At sentencing, the district court found that Garcia’s sentencing guideline range was 210-262 months on Count One and forty-eight months on Count Twenty-Eight. 1 Supp. ROA, Vol. 3 at 4. This was higher than the government’s estimate at the change-of-plea hearing because Garcia’s criminal history score was higher than the government had initially predicted. The district court sentenced Garcia to 180 months’ imprisonment, pursuant to the plea agreement and Fed.R.Crim.P. 11(c)(1)(C). The district court also strongly encouraged Garcia to provide assistance to the government, so that he might reduce his sentence.
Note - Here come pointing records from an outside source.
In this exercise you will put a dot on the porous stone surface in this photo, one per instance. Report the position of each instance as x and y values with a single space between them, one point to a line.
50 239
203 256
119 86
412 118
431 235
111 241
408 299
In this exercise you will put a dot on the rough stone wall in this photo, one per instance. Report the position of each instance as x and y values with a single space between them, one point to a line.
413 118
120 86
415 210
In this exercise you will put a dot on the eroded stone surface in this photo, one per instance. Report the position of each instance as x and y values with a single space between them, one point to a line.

Counsel indicated that Garcia had offered to speak with the government, “[h]owever, at that time [the Assistant United States Attorney] was interested in not so much drug information or ‘controlled substance’ information as he was with firearm-type information; and aside from what the government knew already, Mr. Garcia could not offer help at that point in time.” Id. at 7. The district court acknowledged that there were “pros and cons” to cooperating because “you’re dealing with some dangerous people,” and that “maybe there’s nothing you can say or do to help the government; but if there is, I hope you think about it long and hard.” Id. at 11. The government did not file a Fed.R.Crim.P. 35 motion after sentencing.

II

A petitioner must obtain a COA in order to appeal a district court’s denial of a *60 habeas petition. 28 U.S.C. § 2253. A COA may be issued only upon a “substantial showing of the denial of a constitutional right.” 28 U.S.C. § 2253(c)(2). Where a district court has rejected a petitioner’s constitutional claim on the merits, the petitioner “must demonstrate that reasonable jurists would find the district court’s assessment of the constitutional claims debatable or wrong.” Slack v. McDaniel, 529 U.S. 473, 484, 120 S.Ct. 1595, 146 L.Ed.2d 542 (2000).

Ill

Garcia argues his counsel was ineffective for failing to: obtain a more favorable plea agreement; argue for a lower sentence; understand the sentencing guidelines; understand the drug statutes; and argue more strongly for the government to file a Fed.R.Crim.P. 35 motion based on substantial assistance. In order to establish ineffective assistance of counsel, a petitioner must show both deficient performance and prejudice. Strickland v. Washington, 466 U.S. 668, 691, 104 S.Ct. 2052, 80 L.Ed.2d 674 (1984). To show deficient performance, a petitioner must demonstrate that counsel’s performance “fell below an objective standard of reasonableness.” Moore v. Reynolds, 153 F.3d 1086, 1096 (10th Cir.1998).